Combined analgesics in (headache) pain therapy: shotgun approach or precise multi-target therapeutics?
1 Department of Neurology, Klinikum Großhadern, Ludwig-Maximilians-University, D-81377 Munich, Germany
2 Boehringer Ingelheim Pharma GmbH&Co. KG, Binger-Str. 173, D-55216 Ingelheim am Rhein, Germany
3 Dept. of Psychiatry and Psychotherapy, Universitätsklinikum Freiburg, Hauptstr. 5, D-79104 Freiburg, Germany
4 Michael-Balint Klinik, Hermann-Voland Str. 10, D-78126 Königsfeld im Schwarzwald, Germany
BMC Neurology 2011, 11:43 doi:10.1186/1471-2377-11-43Published: 31 March 2011
Pain in general and headache in particular are characterized by a change in activity in brain areas involved in pain processing. The therapeutic challenge is to identify drugs with molecular targets that restore the healthy state, resulting in meaningful pain relief or even freedom from pain. Different aspects of pain perception, i.e. sensory and affective components, also explain why there is not just one single target structure for therapeutic approaches to pain. A network of brain areas ("pain matrix") are involved in pain perception and pain control. This diversification of the pain system explains why a wide range of molecularly different substances can be used in the treatment of different pain states and why in recent years more and more studies have described a superior efficacy of a precise multi-target combination therapy compared to therapy with monotherapeutics.

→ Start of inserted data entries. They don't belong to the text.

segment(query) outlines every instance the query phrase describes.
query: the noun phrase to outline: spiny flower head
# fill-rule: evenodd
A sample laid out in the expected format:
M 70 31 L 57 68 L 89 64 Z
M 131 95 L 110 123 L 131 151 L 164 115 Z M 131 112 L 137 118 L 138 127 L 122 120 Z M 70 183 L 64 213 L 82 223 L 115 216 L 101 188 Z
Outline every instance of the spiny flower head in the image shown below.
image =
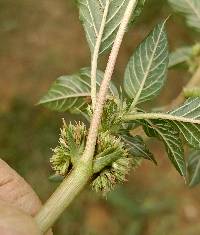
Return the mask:
M 65 175 L 70 166 L 75 165 L 83 153 L 87 136 L 86 126 L 83 123 L 67 125 L 63 121 L 63 128 L 59 138 L 59 145 L 53 149 L 50 163 L 56 174 Z

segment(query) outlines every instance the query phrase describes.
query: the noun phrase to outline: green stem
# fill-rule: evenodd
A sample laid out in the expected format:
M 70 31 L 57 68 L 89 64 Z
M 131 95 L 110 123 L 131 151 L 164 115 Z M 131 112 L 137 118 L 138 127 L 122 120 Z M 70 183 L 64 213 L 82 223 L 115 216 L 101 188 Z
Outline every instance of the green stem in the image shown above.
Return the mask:
M 69 204 L 84 188 L 92 176 L 93 155 L 95 151 L 98 129 L 101 122 L 103 106 L 109 88 L 109 82 L 112 78 L 118 52 L 127 29 L 127 25 L 137 2 L 138 0 L 129 1 L 117 32 L 116 39 L 113 43 L 113 48 L 108 60 L 104 79 L 100 86 L 98 102 L 95 106 L 94 115 L 91 120 L 86 148 L 81 157 L 80 164 L 72 170 L 71 174 L 63 181 L 63 183 L 58 187 L 55 193 L 50 197 L 35 217 L 36 222 L 42 232 L 47 231 L 54 224 L 60 214 L 67 208 L 67 206 L 69 206 Z
M 102 37 L 103 37 L 103 32 L 104 32 L 105 25 L 106 25 L 106 19 L 107 19 L 107 15 L 108 15 L 109 5 L 110 5 L 110 1 L 107 0 L 106 6 L 105 6 L 105 9 L 104 9 L 104 13 L 103 13 L 103 18 L 102 18 L 102 21 L 101 21 L 99 34 L 98 34 L 96 44 L 95 44 L 95 48 L 94 48 L 94 53 L 93 53 L 93 56 L 92 56 L 92 62 L 91 62 L 91 98 L 92 98 L 93 110 L 95 109 L 95 105 L 96 105 L 97 62 L 98 62 L 99 50 L 100 50 L 100 46 L 101 46 L 101 40 L 102 40 Z
M 35 217 L 42 233 L 51 228 L 62 212 L 82 191 L 91 176 L 92 166 L 80 162 L 77 168 L 60 184 Z

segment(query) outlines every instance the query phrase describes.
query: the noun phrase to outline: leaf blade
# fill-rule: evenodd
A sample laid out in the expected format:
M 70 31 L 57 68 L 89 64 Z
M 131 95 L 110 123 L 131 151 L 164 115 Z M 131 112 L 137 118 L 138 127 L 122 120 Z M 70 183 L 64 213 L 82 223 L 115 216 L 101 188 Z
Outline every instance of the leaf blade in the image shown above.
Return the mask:
M 102 79 L 103 73 L 98 71 L 98 87 Z M 38 104 L 59 112 L 83 110 L 90 97 L 90 86 L 90 68 L 83 68 L 77 74 L 59 77 Z M 118 97 L 118 91 L 113 83 L 110 83 L 109 93 Z
M 169 0 L 172 8 L 185 15 L 189 27 L 200 32 L 200 1 L 199 0 Z
M 193 151 L 188 157 L 187 163 L 188 184 L 194 187 L 200 183 L 200 151 Z
M 145 1 L 146 0 L 138 0 L 130 23 L 134 22 L 135 19 L 139 16 Z M 112 47 L 128 3 L 129 0 L 110 1 L 99 54 L 106 52 Z M 91 53 L 93 54 L 96 39 L 99 35 L 101 22 L 106 8 L 106 0 L 78 0 L 78 7 L 80 20 L 83 24 Z
M 148 101 L 160 92 L 168 67 L 168 40 L 165 21 L 158 24 L 138 46 L 126 67 L 124 89 L 133 106 Z
M 168 157 L 180 175 L 186 175 L 184 149 L 177 129 L 168 121 L 148 120 L 143 122 L 149 137 L 156 137 L 164 142 Z

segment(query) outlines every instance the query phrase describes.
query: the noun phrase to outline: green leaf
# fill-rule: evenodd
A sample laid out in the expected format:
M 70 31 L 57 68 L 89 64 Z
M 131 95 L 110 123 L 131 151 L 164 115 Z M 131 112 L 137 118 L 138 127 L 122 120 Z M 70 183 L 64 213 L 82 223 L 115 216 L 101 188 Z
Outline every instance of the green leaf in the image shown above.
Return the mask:
M 189 98 L 169 114 L 188 119 L 186 122 L 173 121 L 173 123 L 191 147 L 200 149 L 200 98 Z
M 124 78 L 127 95 L 137 103 L 157 96 L 166 80 L 168 40 L 165 22 L 158 24 L 131 57 Z
M 200 97 L 200 87 L 192 87 L 192 88 L 184 88 L 183 89 L 184 96 L 186 98 L 196 98 Z
M 190 153 L 187 163 L 188 184 L 194 187 L 200 183 L 200 151 Z
M 104 11 L 106 10 L 106 1 L 107 0 L 78 0 L 80 20 L 83 23 L 92 54 L 100 32 Z M 110 1 L 99 54 L 112 47 L 128 3 L 129 0 Z M 131 22 L 135 21 L 135 18 L 140 14 L 144 3 L 145 0 L 138 1 Z
M 147 120 L 142 124 L 149 137 L 156 137 L 164 142 L 170 161 L 178 172 L 185 176 L 184 150 L 177 129 L 170 122 L 164 120 Z
M 193 55 L 193 47 L 181 47 L 169 56 L 168 68 L 187 62 Z
M 98 87 L 102 79 L 103 73 L 98 71 Z M 90 90 L 90 68 L 83 68 L 77 74 L 59 77 L 38 104 L 59 112 L 78 112 L 86 108 Z M 118 91 L 112 83 L 109 91 L 112 96 L 118 97 Z
M 124 134 L 120 136 L 129 149 L 129 153 L 134 157 L 144 158 L 157 164 L 153 154 L 149 151 L 143 139 L 140 136 L 131 136 Z
M 168 120 L 193 148 L 200 149 L 200 98 L 189 98 L 182 106 L 168 113 L 129 113 L 126 121 Z
M 200 1 L 199 0 L 169 0 L 172 8 L 183 14 L 189 27 L 200 32 Z

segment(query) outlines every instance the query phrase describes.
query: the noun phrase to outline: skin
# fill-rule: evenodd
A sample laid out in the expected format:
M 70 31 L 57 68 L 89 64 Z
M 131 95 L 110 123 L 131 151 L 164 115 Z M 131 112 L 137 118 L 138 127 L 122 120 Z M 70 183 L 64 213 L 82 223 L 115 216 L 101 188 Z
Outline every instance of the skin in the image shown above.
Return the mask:
M 0 234 L 41 235 L 33 219 L 41 205 L 31 186 L 0 159 Z

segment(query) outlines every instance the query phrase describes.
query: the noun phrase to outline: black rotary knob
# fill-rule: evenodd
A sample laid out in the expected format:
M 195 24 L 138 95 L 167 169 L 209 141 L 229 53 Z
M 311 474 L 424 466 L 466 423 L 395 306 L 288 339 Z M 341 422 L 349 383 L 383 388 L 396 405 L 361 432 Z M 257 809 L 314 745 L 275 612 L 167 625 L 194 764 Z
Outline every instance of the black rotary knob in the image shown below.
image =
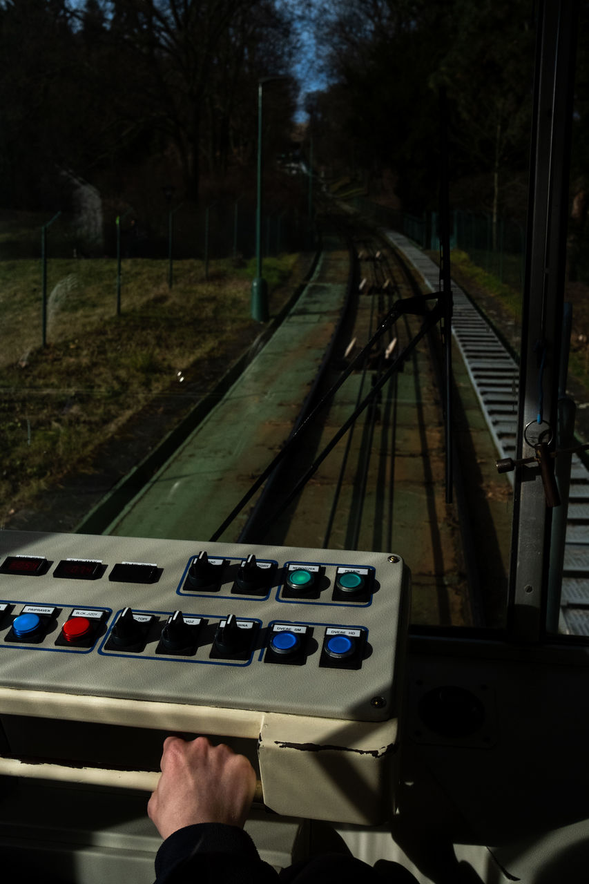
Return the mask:
M 235 583 L 238 588 L 244 592 L 252 592 L 254 590 L 258 590 L 267 585 L 268 574 L 268 569 L 260 568 L 256 560 L 256 556 L 252 552 L 240 565 Z
M 222 654 L 239 654 L 248 647 L 250 640 L 251 629 L 238 626 L 235 614 L 230 613 L 217 630 L 215 646 Z
M 167 651 L 179 651 L 190 644 L 190 628 L 181 611 L 174 611 L 162 629 L 162 644 Z
M 209 556 L 203 550 L 193 560 L 187 575 L 187 588 L 200 590 L 202 592 L 214 591 L 218 588 L 222 568 L 218 565 L 211 565 Z
M 125 608 L 117 622 L 112 627 L 111 638 L 114 644 L 127 647 L 141 642 L 143 629 L 133 616 L 131 608 Z

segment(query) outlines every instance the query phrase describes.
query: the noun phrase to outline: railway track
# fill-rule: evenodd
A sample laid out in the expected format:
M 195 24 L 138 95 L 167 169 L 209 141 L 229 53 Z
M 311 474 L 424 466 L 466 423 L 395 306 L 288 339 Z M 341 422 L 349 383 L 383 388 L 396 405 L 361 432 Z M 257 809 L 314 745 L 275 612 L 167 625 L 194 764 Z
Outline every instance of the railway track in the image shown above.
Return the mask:
M 476 503 L 461 512 L 445 500 L 435 347 L 422 340 L 402 370 L 390 370 L 424 316 L 402 316 L 367 347 L 394 305 L 416 293 L 416 275 L 437 291 L 438 268 L 402 234 L 358 234 L 354 224 L 351 248 L 340 221 L 329 228 L 287 320 L 104 533 L 398 552 L 412 571 L 414 623 L 488 625 L 475 615 L 485 607 L 478 597 L 494 593 L 500 608 L 507 577 L 485 582 L 493 519 Z M 516 366 L 464 293 L 454 293 L 454 336 L 496 449 L 471 453 L 491 463 L 515 450 Z M 589 474 L 576 458 L 561 629 L 578 634 L 589 633 L 588 507 Z
M 381 240 L 363 233 L 350 257 L 337 231 L 326 237 L 314 278 L 272 341 L 104 533 L 396 552 L 412 569 L 417 621 L 468 622 L 456 518 L 445 502 L 443 422 L 430 347 L 422 342 L 402 361 L 402 372 L 386 375 L 423 316 L 403 316 L 354 362 L 394 303 L 416 293 L 415 283 Z M 329 404 L 295 444 L 287 443 L 304 420 L 299 415 L 344 375 Z M 375 387 L 378 394 L 360 408 Z M 288 456 L 264 490 L 226 525 L 287 444 Z M 315 469 L 326 446 L 329 456 Z
M 435 287 L 439 271 L 433 262 L 402 234 L 389 231 L 386 236 L 418 270 L 426 285 Z M 465 293 L 456 286 L 453 292 L 454 338 L 498 459 L 513 458 L 517 432 L 518 366 Z M 513 482 L 513 473 L 508 476 Z M 566 507 L 566 517 L 555 510 L 553 522 L 553 539 L 556 539 L 555 532 L 564 533 L 558 629 L 562 633 L 589 636 L 589 470 L 576 453 L 571 458 L 570 499 L 562 506 Z M 566 522 L 562 528 L 561 520 Z

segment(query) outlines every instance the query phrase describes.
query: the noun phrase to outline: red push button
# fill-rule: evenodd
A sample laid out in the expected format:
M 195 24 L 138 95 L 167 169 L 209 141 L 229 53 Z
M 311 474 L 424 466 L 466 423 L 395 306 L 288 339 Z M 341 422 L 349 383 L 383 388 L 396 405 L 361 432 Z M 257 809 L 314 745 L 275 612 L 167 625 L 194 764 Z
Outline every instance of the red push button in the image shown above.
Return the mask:
M 64 623 L 62 632 L 66 642 L 78 642 L 89 634 L 91 625 L 87 617 L 72 617 Z

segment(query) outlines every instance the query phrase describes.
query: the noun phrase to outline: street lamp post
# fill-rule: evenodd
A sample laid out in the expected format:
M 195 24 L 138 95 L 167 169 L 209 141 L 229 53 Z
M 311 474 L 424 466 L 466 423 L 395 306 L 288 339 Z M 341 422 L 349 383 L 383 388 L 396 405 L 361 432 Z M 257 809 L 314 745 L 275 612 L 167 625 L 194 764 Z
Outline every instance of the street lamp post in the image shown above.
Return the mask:
M 262 276 L 262 95 L 264 84 L 257 84 L 257 186 L 256 196 L 256 278 L 251 284 L 251 316 L 260 323 L 268 322 L 268 284 Z
M 262 96 L 264 86 L 287 76 L 263 77 L 257 83 L 257 189 L 256 202 L 256 278 L 251 284 L 251 316 L 260 323 L 268 322 L 268 284 L 262 276 Z
M 174 210 L 172 209 L 172 197 L 174 195 L 174 190 L 176 189 L 173 185 L 168 184 L 162 188 L 164 191 L 164 196 L 165 197 L 168 203 L 168 288 L 172 288 L 173 283 L 172 276 L 172 217 Z

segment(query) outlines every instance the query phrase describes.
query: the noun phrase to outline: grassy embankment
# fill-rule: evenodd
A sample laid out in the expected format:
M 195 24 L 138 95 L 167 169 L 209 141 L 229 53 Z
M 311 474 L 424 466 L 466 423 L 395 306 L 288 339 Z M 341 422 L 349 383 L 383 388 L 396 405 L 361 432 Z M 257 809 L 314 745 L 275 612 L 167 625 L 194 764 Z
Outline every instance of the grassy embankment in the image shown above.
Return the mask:
M 89 470 L 97 446 L 159 393 L 172 388 L 186 410 L 207 360 L 259 331 L 252 263 L 211 262 L 205 280 L 202 262 L 179 261 L 172 289 L 167 271 L 124 261 L 117 316 L 114 260 L 50 261 L 43 348 L 40 262 L 0 262 L 0 524 L 60 476 Z M 266 259 L 264 273 L 273 314 L 300 281 L 297 255 Z

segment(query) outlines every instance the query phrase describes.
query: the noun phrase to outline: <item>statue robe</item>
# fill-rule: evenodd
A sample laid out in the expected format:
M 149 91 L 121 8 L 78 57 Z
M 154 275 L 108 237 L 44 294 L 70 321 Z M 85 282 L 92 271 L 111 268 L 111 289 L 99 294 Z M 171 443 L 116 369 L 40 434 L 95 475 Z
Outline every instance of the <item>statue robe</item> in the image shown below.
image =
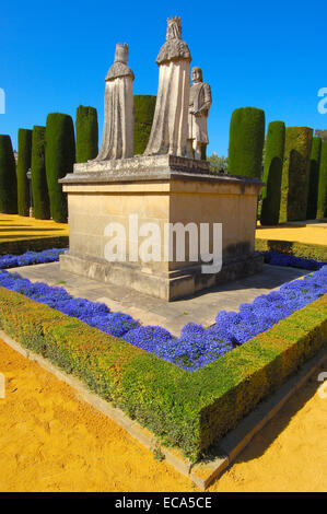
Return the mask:
M 98 161 L 133 156 L 133 73 L 115 62 L 106 77 L 105 118 Z
M 144 155 L 190 156 L 187 143 L 190 59 L 186 43 L 178 38 L 167 40 L 160 50 L 157 96 Z
M 203 109 L 205 106 L 207 107 L 202 110 L 201 116 L 188 115 L 188 138 L 196 140 L 198 143 L 209 143 L 207 120 L 211 103 L 211 90 L 207 82 L 199 82 L 191 85 L 189 98 L 191 110 L 198 112 Z

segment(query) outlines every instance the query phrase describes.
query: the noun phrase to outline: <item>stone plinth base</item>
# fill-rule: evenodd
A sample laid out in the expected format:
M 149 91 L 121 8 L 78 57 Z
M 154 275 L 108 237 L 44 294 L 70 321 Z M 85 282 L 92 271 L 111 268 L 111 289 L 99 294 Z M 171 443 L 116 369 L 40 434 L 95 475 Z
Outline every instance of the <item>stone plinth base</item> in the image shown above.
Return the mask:
M 171 301 L 262 267 L 262 259 L 254 252 L 260 180 L 210 173 L 206 161 L 157 155 L 75 164 L 74 173 L 60 183 L 69 208 L 70 250 L 60 257 L 65 271 Z M 144 237 L 132 242 L 137 258 L 135 253 L 131 258 L 130 243 L 124 260 L 109 262 L 105 258 L 108 225 L 122 226 L 130 241 L 130 217 L 136 214 L 139 225 L 157 227 L 154 246 L 161 256 L 167 246 L 173 248 L 173 259 L 142 261 L 139 249 Z M 202 273 L 201 261 L 188 260 L 187 250 L 185 260 L 177 260 L 174 236 L 168 243 L 164 237 L 168 223 L 197 227 L 221 223 L 221 271 Z M 213 243 L 210 231 L 211 249 Z
M 225 262 L 219 273 L 203 274 L 200 267 L 182 271 L 153 274 L 128 262 L 105 262 L 67 252 L 60 255 L 60 269 L 101 282 L 132 288 L 141 293 L 167 301 L 189 296 L 215 284 L 236 280 L 261 271 L 264 257 L 252 254 Z

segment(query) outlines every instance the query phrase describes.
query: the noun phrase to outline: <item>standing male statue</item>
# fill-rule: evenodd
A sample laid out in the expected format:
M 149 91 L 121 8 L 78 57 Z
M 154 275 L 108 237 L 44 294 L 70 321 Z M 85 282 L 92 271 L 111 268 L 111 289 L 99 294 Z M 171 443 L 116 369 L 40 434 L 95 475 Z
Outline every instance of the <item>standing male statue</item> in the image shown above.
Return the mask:
M 166 42 L 156 58 L 159 86 L 144 155 L 190 156 L 187 142 L 190 60 L 189 48 L 182 39 L 180 17 L 168 17 Z
M 106 77 L 105 119 L 97 161 L 133 156 L 133 72 L 127 66 L 128 45 L 116 45 Z
M 212 104 L 211 89 L 202 81 L 201 68 L 192 68 L 192 84 L 189 95 L 188 140 L 195 159 L 206 159 L 206 148 L 209 143 L 207 119 Z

In this article, we discuss the available literature on the effects of several fixed-dose combinations in the treatment of headaches and discuss the evidence in support of the role of combination therapy in the pharmacotherapy of pain, particularly of headaches. The scientific rationale behind multi-target combinations is the therapeutic benefit that could not be achieved by the individual constituents and that the single substances of the combinations act together additively or even multiplicatively and cooperate to achieve a completeness of the desired therapeutic effect.
As an example the fixesd-dose combination of acetylsalicylic acid (ASA), paracetamol (acetaminophen) and caffeine is reviewed in detail. The major advantage of using such a fixed combination is that the active ingredients act on different but distinct molecular targets and thus are able to act on more signalling cascades involved in pain than most single analgesics without adding more side effects to the therapy.
Multitarget therapeutics like combined analgesics broaden the array of therapeutic options, enable the completeness of the therapeutic effect, and allow doctors (and, in self-medication with OTC medications, the patients themselves) to customize treatment to the patient's specific needs. There is substantial clinical evidence that such a multi-component therapy is more effective than mono-component therapies.